Back In The Game
After a brief attempt to start a baseball career, Jordan roared back from retirement in 1995, again playing for the Bulls. His first season back, he was named the NBA's Most Valuable Player. In 1996, he was named one of the 50 Greatest Players in NBA History. He was named the NBA's Most Valuable Player again in 1997. In 1999, he "retired" again at 36 years old but stayed in the game as an owner and executive when he became part owner of the Washington Wizards in 2000 and director of basketball operations for the team.
Jordan, however, found it impossible to stay off the court. He was 38 years old when he announced the end of his second retirement, saying that he would play for the Wizards. NBA rules required that he sell his ownership stake in the Wizards before playing for the team. He also had to give up his management position with the Wizards to avoid a conflict of interest created by being both a manager and a player.
Before Jordan could play again, he had to get back in shape, shedding 28 pounds, and undergoing a training regimen that included practicing with increasingly experienced
basketball players. As he said on his Web site: "It was definitely tougher to come back…than I had expected. After taking time off the sport, I had to work much harder to get my body back into shape. My body is also a lot older than it used to be…that that's ok. I came back for the love of the game.…"
Jordan stepped onto the court as a player once again in the 2001-02 season, but after a knee injury requiring surgery forced him to miss 20 games the following season, he again announced his retirement. "At the end of this season, I'm not looking to enter another contract," he told the Washington Post's Steve Wyche in November, 2002. "Right now I want to finish this year out and hopefully fulfill my obligations and let this team take its own course." He also indicated that he would resume his managerial role with the Wizards, and other sources reported that he planned to repurchase the ownership stake in the team that he had given up in order to become a player.
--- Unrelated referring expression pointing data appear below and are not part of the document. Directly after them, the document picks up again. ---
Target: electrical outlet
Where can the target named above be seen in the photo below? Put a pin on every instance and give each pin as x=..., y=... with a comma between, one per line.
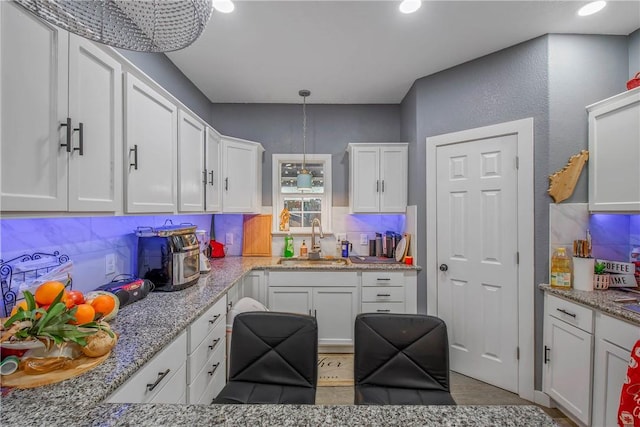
x=110, y=264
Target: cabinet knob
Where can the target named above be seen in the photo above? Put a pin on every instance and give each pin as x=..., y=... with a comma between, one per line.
x=214, y=366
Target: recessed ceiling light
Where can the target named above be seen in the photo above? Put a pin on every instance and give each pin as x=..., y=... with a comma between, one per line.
x=410, y=6
x=591, y=8
x=224, y=6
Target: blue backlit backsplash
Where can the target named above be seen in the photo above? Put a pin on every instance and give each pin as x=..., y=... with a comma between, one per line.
x=614, y=235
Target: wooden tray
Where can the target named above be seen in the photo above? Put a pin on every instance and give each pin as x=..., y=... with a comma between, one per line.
x=76, y=367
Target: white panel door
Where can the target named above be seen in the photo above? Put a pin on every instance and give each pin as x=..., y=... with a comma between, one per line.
x=335, y=309
x=191, y=173
x=477, y=244
x=95, y=106
x=213, y=167
x=393, y=179
x=240, y=180
x=150, y=149
x=290, y=299
x=365, y=184
x=33, y=61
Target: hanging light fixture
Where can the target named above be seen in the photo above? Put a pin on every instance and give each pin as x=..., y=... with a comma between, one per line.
x=304, y=176
x=144, y=26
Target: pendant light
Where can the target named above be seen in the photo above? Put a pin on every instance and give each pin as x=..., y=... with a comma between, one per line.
x=304, y=176
x=143, y=26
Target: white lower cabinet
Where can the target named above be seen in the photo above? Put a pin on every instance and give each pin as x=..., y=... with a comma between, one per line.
x=161, y=380
x=206, y=355
x=331, y=296
x=614, y=340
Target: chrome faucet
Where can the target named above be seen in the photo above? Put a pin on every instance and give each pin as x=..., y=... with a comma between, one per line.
x=315, y=247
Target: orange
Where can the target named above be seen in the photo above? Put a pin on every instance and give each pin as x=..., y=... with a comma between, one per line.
x=103, y=304
x=48, y=291
x=84, y=314
x=15, y=308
Jordan is married to Juanita Jordan. They have two sons, Jeffrey Michael and Marcus James, and a daughter, Jasmine Mikail. His leisure pursuits include shopping. "I am a huge shopper," Jordan said on his Web site, "although it is hard for me to go to malls and stores since I am easily recognized. Therefore, I do a lot of my shopping through catalogues. I love shopping in New York City and some stores will even open on their off hours for me." Jordan also enjoys playing golf. In fact, he said on his Web site, "When I'm not on the court, you can probably find me on the golf course. However, I am a total hack! For the most part it is a great mental sport that allows me to relax and get away."
Jordan is also involved in many business ventures and charities not related to basketball. Among them, a chain of restaurants located in Chicago, New York, Chapel Hill, and in Connecticut. Among the charities he supports are Make-A-Wish, Ronald McDonald House, and the Boys & Girls Clubs. "It is very important for me to give back to others," he explains on his Web site. "My wife and I also give to many local charities which benefit children."
After finally retiring as a player, Jordan looked forward to spending more time with his family "as well as trying to live for the moment and enjoy each day as it comes," he said on his Web site. He also planned to play a lot of golf.